"The citizens had very little understanding of what caused disease and about medical treatment."
UAE health system's early days are a far cry from today
ABU DHABI // Former nurse Nancy Brook will never forget the woman in labour at Oasis Hospital who was dragged away by her family when they refused to allow doctors to perform a caesarean section.
It was the 1970s, the UAE health system was in its infancy and its citizens were still new to the advantages of modern medicine.
"We knew this meant death for both mother and infant," said Ms Brook, who came from Canada to Oasis, one of the UAE's first medical establishments, in 1970.

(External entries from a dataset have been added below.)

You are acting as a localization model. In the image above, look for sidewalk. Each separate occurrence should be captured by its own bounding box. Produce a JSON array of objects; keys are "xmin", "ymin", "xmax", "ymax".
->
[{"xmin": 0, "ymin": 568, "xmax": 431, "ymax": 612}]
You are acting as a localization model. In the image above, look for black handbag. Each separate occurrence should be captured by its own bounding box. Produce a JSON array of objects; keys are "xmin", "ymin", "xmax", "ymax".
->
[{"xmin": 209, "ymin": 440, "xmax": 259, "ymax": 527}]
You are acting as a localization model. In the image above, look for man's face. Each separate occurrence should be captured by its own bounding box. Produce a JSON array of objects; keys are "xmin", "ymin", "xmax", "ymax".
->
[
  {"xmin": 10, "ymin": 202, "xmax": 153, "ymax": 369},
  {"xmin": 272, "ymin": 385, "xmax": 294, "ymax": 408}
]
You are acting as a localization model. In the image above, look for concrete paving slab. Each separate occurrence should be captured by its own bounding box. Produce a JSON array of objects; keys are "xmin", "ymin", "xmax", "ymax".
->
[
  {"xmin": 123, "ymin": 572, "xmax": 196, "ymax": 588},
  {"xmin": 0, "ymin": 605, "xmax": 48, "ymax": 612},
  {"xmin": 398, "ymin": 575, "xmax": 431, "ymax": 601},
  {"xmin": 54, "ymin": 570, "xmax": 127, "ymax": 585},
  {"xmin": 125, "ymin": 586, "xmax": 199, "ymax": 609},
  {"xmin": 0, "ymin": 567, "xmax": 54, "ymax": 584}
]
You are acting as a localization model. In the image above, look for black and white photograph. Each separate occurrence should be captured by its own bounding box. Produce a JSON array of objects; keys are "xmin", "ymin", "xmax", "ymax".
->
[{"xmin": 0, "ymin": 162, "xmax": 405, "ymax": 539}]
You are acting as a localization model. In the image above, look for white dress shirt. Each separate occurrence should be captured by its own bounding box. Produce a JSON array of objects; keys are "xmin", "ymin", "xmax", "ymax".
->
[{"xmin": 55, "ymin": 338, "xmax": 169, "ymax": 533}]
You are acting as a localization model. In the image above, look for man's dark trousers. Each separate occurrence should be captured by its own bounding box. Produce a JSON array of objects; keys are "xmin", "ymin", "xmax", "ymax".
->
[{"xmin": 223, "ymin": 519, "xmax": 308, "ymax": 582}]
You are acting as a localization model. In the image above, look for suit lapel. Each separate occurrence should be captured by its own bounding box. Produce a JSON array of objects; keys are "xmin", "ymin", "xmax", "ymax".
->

"But the citizens had very little understanding of what caused disease and about medical treatment. Labour was conducted without monitors - just careful listening to the heartbeat and 'feeling' and timing the contractions. To them, surgery meant the last resort and death."
Women gave birth at home, using salt to disinfect wounds, said Ms Brook. This often caused scarring and problems in future pregnancies, contributing to a high infant and maternal mortality rate.
Educating residents about the difference it made to get medical help was one of the first challenges that faced those who were instrumental in building the UAE health system, she said.
Once the benefits were established, however, the Oasis Hospital in Al Ain almost struggled with demand.
Mothers began arriving on the doorstep with children suffering from measles and whooping cough. Malaria was endemic, as were parasites.
Despite limited facilities, Oasis never refused a patient.
"Whenever there was emergency surgery we all helped - scrubbing, circulating, getting family members or staff to give blood and then caring for the patient following surgery," said Ms Brook. "It was very much teamwork because we had no options to send the patients elsewhere, so we did the best we could."
Ms Brook, 70, who is back living in Canada, said she believed the UAE health system has made great strides and credits the Government for making it a top priority.
"Health care has improved amazingly quickly," she said. "The Government obviously has given immense resources to providing excellent health care to the citizens.
"People didn't have to travel so far to get their needed care. Schools started teaching good health habits to the children, who often passed it on to the parents.
"As people started living longer, 'new' diseases started popping up, such as diabetes, heart disease, cancer and obesity.
"This has lead to more preventative treatment and teaching as well as treating the diseases.
"As medical care developed, the patients had higher expectations of the healthcare workers."